The French foundation, Recherche Alzheimer, which funds research into Alzheimer's, is raffling off a valuable work of art by the Malaga-born genius.
That small investment will be multiplied 10,000 times over and one lucky winner will be able to treasure 'Tête de femme' (Head of a Woman), a piece by one of history's most influential artists.
The foundation is selling 120,000 'tickets of hope' for Alzheimer's patients and their families. One of the buyers will become the new owner of the 38.9 by 25.4 centimetre gouache painted by Picasso in 1941 and currently valued at one million euros.
It comes from the Opera Gallery collection, shown in 30 countries and based in Madrid since 2023. Gilles Dyan is a founding partner of Recherche Alzheimer, which supports more than 40 research teams in Europe.
The draw will take place on 14 April at Christie's Paris headquarters. Entries can be made via the website www.1picasso100euros.com. There will be only one winner. All other participants will have the satisfaction of having contributed to research advances into this disease.
Such an initiative is nothing new, but it is "exceptional", according to its organisers, who have already raffled off two Picassos. In 2013, Jeffrey Gonano, a 25-year-old from Pennsylvania, became the owner of a Picasso drawing valued at over one million dollars.
Five million euros were raised for the International Association for the Safeguarding of Tyre, a Lebanese World Heritage city where a village was built to revitalise traditional crafts, create jobs and stimulate the local economy.
In 2019 Claudia Borgognona, an Italian accountant from Ventimiglia, was the winner of another Picasso piece. Her 25-year-old son Lorenzo bought her a raffle ticket as a Christmas present.
She became the owner of a 1921 still life by Picasso valued at one million euros, donated by collector David Nahmad.
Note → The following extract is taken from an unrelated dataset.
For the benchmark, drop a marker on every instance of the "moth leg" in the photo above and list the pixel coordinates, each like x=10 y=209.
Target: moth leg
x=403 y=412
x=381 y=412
Another five million euros were raised for the NGO Care through the sale of 51,140 tickets across 100 countries. Those euros funded water purification and hygiene programmes in some of the hardest-hit regions of Africa, a crucial issue during the covid-19 pandemic.
Recherche Alzheimer funds research to better understand the mechanics of a disease that affects 800,000 people in Spain and where 40,000 cases are newly diagnosed each year. Some 35 million people worldwide suffer from Alzheimer's, a figure that could double by 2050, according to the World Health Organisation.